Sister blog of Physicists of the Caribbean in which I babble about non-astronomy stuff, because everyone needs a hobby

Friday 21 September 2018

Talent-luck : subtle statistical anomalies

More investigations on talent-versus luck. Still trying to figure out why my faster method gives different results.

The standard, original method treats events and agents as objects. The events move around the world randomly. If they overlap with the position of an agent, who are fixed, then the agent experiences that event. The event's type (good or bad) is a fixed property of the event object itself, however tests showed that it made no difference if the event type was reassigned randomly at each timestep.

For the fast method, I measured how many events of all types typically occur during each timestep (running 10 simulations by the random walk method to get a large number of values). This appears to be a good approximation to a Gaussian so I measured the mean and standard deviation. Then at each timestep, a random number (call it X) is drawn from this distribution. Agent numbers are then picked at random X times, so that the same number of events should happen and there's a chance of individual agents experiencing multiple events at the same timestep, just as in the original model.
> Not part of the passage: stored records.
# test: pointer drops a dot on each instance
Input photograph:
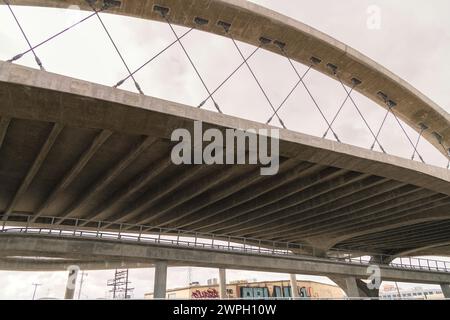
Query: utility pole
(35, 288)
(398, 291)
(81, 283)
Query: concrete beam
(446, 290)
(294, 286)
(250, 21)
(4, 124)
(74, 171)
(110, 175)
(351, 287)
(160, 283)
(71, 283)
(38, 162)
(39, 245)
(223, 284)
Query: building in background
(255, 290)
(390, 292)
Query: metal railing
(72, 227)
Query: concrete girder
(358, 200)
(74, 171)
(148, 252)
(423, 216)
(341, 184)
(32, 96)
(110, 175)
(259, 201)
(249, 22)
(376, 205)
(218, 208)
(212, 197)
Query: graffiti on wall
(205, 294)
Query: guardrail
(70, 227)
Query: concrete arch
(249, 22)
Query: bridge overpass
(81, 155)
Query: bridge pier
(223, 284)
(294, 287)
(354, 287)
(445, 290)
(160, 283)
(71, 283)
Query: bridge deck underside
(79, 156)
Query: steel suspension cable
(36, 58)
(339, 111)
(229, 77)
(361, 115)
(290, 93)
(151, 59)
(216, 105)
(138, 87)
(407, 136)
(422, 130)
(257, 81)
(310, 94)
(379, 130)
(17, 57)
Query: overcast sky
(413, 42)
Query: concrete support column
(223, 284)
(446, 290)
(71, 283)
(352, 287)
(160, 284)
(294, 287)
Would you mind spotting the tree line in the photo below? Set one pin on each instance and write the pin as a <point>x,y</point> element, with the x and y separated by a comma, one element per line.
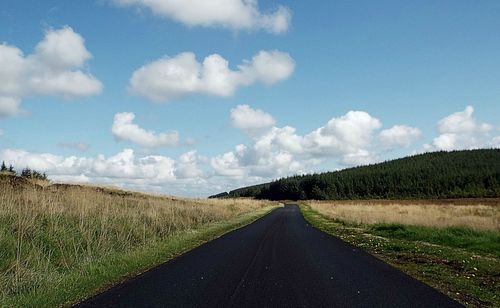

In practise this seems to only nearly work. You can see below that the overall wealth distribution is in rough agreement, but the wealth fraction of the top 20% is significantly less than with the random walk method (the variation in the top 20% most talented can be ignored as that does tend to vary by chance anyway). This difference is large and consistent across multiple simulations. Also, here I'm using the original parameters where the only effect talent has is to determine the chance that an agent will be able to exploit a lucky event. If I have it affect other things (such as whether the event will be lucky at all), then the overall shape of the wealth distribution becomes much more visibly different using that fast method compared to the standard method.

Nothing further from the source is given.